Corriere del Mezzogiorno (Campania)
A Pompei torna l’archeologia
Con il lavoro di Osanna e dei tecnici si è ripreso ad alimentare l’antico fascino
Cosa sarebbero gli scavi di Pompei senza l’archeologia? Direte: mica è possibile, ma che domanda è? Detto in un altro modo: riuscite ad immaginare un’area archeologica dove non si pratica il mestiere di archeologo e quindi non si fa archeologia? Ancora assurdo! Ma questo è accaduto per molti anni a Pompei tra lo sdegno dell’opinione pubblica internazionale.
Si praticavano appalti milionari con i quali, piuttosto che fare tutela, si cementificava in inutili e devastanti «depositi», uno dei quali era visibile sullo scenario dove nei giorni scorsi sono state presentate le ultime scoperte archeologiche pompeiane. Quelle scelte hanno dato il colpo di grazia alla gestione che ha dato il via alla terribile e lunga stagione dei crolli e della distruzione di pezzi preziosissimi dell’area archeologica tra le più visitate al mondo. È poi partito il «Grande Progetto» con 105 milioni dell’Unione Europea e si e posto un argine alla devastazione di Pompei. Con la sapiente conduzione del direttore generale del Parco pompeiano, l’archeologo Massimo Osanna, sono stati realizzati interventi di messa in sicurezza, conservazione e restituzione alla fruizione pubblica di interi quartieri e domus talvolta dimenticati da decenni.
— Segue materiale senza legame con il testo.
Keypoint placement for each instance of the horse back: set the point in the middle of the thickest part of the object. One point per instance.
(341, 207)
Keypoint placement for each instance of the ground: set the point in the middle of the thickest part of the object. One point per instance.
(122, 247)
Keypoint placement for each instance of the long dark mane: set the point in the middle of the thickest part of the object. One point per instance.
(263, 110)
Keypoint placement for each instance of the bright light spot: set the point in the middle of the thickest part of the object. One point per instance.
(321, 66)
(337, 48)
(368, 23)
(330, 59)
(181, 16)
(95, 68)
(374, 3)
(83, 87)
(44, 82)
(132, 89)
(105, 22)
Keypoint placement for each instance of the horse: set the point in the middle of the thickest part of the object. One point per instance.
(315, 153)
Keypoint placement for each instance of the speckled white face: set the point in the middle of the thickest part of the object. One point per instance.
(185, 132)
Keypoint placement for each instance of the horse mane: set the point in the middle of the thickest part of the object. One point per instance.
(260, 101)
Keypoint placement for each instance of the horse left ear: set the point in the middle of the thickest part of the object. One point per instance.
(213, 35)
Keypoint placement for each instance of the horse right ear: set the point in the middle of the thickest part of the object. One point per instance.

Oggi finalmente è ritornata l’archeologia, sia pur sotto le ufficiali sembianze della «messa in sicurezza» di oltre 2,5 km di muri antichi dei fronti di scavo di zone di cui sembrava dimenticata l’esistenza. Si tratta di «facciate» di case lungo diverse strade in basolato romano, alle cui spalle grava una enormità di metri cubi di terreno (spesso pericolosamente rigonfio d’acqua) e soprattutto la preziosa miscela di cenere e lapilli, che ha sigillato, con l’eruzione vesuviana del 79 d.C., la vita dell’antica città romana. Per «mitigare il rischio idrogeologico», causa di molti mali strutturali alle case di Pompei, bisognerà alleggerire i terrapieni e costruire deflussi agili per le acque meteoriche. Per fare questo importante lavoro si deve scavare. E scavare in area archeologica significa farlo con le regole e le opportunità dell’archeologia. Si riprende la scoperta di muri, nuove domus, pitture, oggetti, suppellettili. Dunque si scava come si faceva oltre cinquant’anni fa.
È questa la gran bella notizia per un’area archeologica che negli anni recenti ha prodotto notizie utili alla cronaca giudiziaria, ma non certamente alle cronache di archeologia.
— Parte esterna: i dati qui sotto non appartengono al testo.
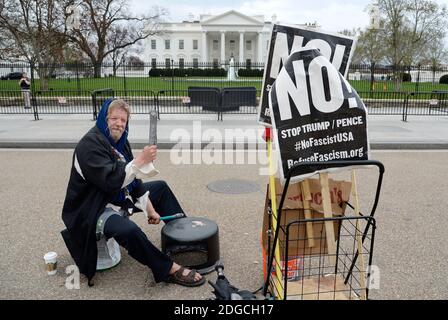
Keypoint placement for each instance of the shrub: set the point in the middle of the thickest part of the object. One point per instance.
(444, 79)
(190, 72)
(406, 77)
(250, 73)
Con il lavoro di Massimo Osanna e del suo staff di archeologi, architetti e restauratori si è ripreso ad alimentare il fascino universale di Pompei fondato su ricerche archeologiche, studi e scoperte di nuovi scenari della conoscenza del mondo romano nell’area vesuviana. Il lavoro che si sta realizzando a Pompei sta aiutando a capire che è utile investire in conservazione del patrimonio culturale, per poi passare alla valorizzazione turistica dei monumenti.
Oggi, con il progetto strategico dell’ «Unità Grande Pompei», si è avuta una nuova seconda visione importante di sviluppo che consiste nel legare la conservazione e la valorizzazione dei siti monumentali all’interno di un contesto più ampio di riequilibrio e rigenerazione dei territori che li ospitano, dove i Comuni, purtroppo ancora oggi, sembrano attuare politiche di gestione urbanistica che non tengono conto del patrimonio culturale di valore straordinario, unico ed irripetibile - che è in essi presente.
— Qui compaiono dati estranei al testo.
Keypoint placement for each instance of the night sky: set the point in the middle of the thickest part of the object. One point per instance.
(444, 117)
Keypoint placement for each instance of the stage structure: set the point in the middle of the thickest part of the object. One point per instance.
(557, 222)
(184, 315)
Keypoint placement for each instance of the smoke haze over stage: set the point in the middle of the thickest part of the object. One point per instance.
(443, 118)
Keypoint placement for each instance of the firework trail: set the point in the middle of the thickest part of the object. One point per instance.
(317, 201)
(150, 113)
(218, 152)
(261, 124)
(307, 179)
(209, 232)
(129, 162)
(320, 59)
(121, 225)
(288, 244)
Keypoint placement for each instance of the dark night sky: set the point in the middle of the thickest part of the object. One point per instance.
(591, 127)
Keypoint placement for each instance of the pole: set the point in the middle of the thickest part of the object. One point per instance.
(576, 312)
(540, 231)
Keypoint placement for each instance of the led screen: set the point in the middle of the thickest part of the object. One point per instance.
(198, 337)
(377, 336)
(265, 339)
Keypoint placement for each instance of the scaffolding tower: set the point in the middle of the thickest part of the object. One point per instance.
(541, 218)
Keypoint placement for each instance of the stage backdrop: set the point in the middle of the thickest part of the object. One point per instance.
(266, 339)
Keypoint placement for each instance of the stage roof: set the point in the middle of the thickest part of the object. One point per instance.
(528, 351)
La struttura gestionale del «Grande Progetto Pompei» che da qualche giorno dirige il generale dei carabinieri Mauro Cipolletta, nasce anche per creare sui territori limitrofi alle aree monumentali un argine a degrado, miseria, disoccupazione ed interessi criminali della malavita organizzata per tentare di riconvertirli da invivibili in luoghi ospitali, accoglienti ed efficienti. Una sfida dalle sembianze bibliche che è necessario accogliere come ha fatto bene ieri in un’intervista al Corriere del Mezzogiorno, Marilù Faraone Mennella, presidente del consorzio «Naplest et Pompei», composto da trenta imprenditori disposti ad investire in questa zona. Per vincere la partita dello sviluppo, contro il degrado sociale ed economico, è assolutamente necessario che tutti i Comuni del territorio vesuviano la combattano insieme, evitando di rimanere ognuno arroccato sul proprio campanile.